Losing your job is never a good thing. But younger workers who live close to their parents are more likely to  recover financially from that job loss, according to a new study published by the Federal Reserve Bank of Minneapolis.

The study looked at what we might consider “older millennials,” aged 25-35. It found that the wages of millennials who lose their job while living near their parents will eventually catch back up to the wage level of their peers who never lost their job in the same time period. In contrast, most people who lose jobs tend to have a permanent or long-term loss of income, relative to those with job stability.

“If people who are 25 to 35, who live in the same neighborhood as their parents, lose their job, about 8 to 10 years later, they will be earning about the same amount as if they had not lost their job,” Mike Zabek, a PhD candidate at the University of Michigan and one of the study’s authors, told International Business Times. “If people were living further away from their parents, then they ended up earning substantially less — between $5,000 to $12,000 per year less.”

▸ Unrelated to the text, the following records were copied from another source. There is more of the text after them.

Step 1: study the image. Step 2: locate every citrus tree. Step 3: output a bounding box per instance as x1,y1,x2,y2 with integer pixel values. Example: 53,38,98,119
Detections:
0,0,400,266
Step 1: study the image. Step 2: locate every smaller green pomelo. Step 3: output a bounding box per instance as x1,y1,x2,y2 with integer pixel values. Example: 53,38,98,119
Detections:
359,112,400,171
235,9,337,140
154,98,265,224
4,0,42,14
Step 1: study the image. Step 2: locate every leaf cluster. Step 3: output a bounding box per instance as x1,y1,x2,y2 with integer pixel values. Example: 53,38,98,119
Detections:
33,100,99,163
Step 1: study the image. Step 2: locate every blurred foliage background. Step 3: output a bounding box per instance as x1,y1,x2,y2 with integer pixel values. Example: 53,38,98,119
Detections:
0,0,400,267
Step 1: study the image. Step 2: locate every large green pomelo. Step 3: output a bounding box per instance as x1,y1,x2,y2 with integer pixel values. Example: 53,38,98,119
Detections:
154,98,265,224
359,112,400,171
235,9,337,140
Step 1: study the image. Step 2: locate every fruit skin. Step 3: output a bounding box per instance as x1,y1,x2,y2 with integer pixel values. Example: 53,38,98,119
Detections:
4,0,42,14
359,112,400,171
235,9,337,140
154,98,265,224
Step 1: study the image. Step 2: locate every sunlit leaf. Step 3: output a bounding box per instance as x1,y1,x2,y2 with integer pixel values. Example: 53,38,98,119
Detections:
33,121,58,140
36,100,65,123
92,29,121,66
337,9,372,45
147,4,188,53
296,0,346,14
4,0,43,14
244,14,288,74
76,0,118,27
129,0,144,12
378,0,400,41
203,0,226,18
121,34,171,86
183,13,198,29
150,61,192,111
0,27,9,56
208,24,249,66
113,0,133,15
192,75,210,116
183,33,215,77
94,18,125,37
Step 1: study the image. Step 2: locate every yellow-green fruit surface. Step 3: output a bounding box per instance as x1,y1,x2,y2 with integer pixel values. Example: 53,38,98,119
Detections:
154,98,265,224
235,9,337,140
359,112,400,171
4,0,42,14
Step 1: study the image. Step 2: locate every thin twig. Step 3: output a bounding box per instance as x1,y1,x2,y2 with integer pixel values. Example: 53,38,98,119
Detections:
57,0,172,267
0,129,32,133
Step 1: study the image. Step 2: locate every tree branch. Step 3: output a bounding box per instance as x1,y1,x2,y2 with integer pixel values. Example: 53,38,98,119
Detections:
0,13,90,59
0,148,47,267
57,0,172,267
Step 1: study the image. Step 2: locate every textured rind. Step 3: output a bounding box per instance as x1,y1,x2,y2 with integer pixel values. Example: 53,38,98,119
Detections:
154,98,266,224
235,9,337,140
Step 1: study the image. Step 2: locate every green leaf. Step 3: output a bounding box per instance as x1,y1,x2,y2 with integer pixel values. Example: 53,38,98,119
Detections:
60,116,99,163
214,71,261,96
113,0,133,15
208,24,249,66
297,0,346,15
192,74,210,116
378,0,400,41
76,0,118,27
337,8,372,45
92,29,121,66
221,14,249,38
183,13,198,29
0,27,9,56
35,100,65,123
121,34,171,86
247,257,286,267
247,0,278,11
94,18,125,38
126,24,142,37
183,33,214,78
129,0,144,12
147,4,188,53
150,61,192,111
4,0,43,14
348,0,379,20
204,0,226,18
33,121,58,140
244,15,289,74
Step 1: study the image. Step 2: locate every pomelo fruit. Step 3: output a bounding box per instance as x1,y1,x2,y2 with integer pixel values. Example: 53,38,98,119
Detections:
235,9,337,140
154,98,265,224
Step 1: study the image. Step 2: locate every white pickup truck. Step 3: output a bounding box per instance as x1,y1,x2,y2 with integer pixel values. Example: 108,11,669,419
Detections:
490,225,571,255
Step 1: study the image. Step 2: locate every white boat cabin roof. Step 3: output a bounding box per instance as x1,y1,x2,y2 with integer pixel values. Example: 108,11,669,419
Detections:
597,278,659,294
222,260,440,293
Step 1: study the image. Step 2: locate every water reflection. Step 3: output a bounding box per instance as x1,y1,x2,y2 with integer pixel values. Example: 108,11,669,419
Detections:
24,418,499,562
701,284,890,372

The benefits of living closer to one’s parents did not apply to older workers, which stands to reason as parents’ networks are more of an asset earlier in life. Importantly, the authors found that the benefit applies to those living in the same census tract (a measure of proximity) and not only those physically living in the same house as their parents. So the study was not just about the economic benefits of crashing on your parents’ couch or living out of your childhood bedroom. The benefit also seemed to drop off very rapidly: When the study authors expanded beyond census tract to look at the same metropolitan area, they found some benefit compared to millennials further-flung from their parents, but nearly as much as those living in the same neighborhood.

“We think that the best explanation for why this happens is that people are able to find better jobs closer to their parents’ homes, essentially,” said Zabek. “There’s something about living close to your mom and dad that brings you better offers for employment. That could just be that they have a professional network, which refers you to new jobs.”

Crucially, however, the study found that this effect did not just apply to those working in the same fields as their parents, benefiting from a direct kind of parental connection to a network. The effect is more generalized, beyond just children who share industries with their parents.

The study found that millennials living close to their parents spent about the same amount of time looking for a new job as those living further away. So the difference in making up their earnings wasn’t about finding a new job faster. Rather, it seems that people living closer to their parents find qualitatively better — or at least, higher paying — jobs.

The significance of the study might seem fairly straightforward: those living close to home tend to have more financial security. But Zabek also believes there are policy implications for how we think about unemployment benefits. While some might be inclined to say that parental support already exists so we don’t need government assistance, he argues instead that a better benefits regime would help people move out of economically depressed areas, which can trap people in the same communities because they don’t want to leave the sense of security their nearby parents provide.

“One perspective might be that since parents will help children after they lose their jobs, we don’t need the government to do that for them,” said Zabek. “If you have a governmental program that is portable, though, so everyone would get assistance that is as good as what they would get from their parents, then people would be more willing to move away. For example, people would be more willing to move away from areas, like southeastern Michigan, that have had a tough time historically because they know that they would have this help in bad times, even if they moved somewhere else.”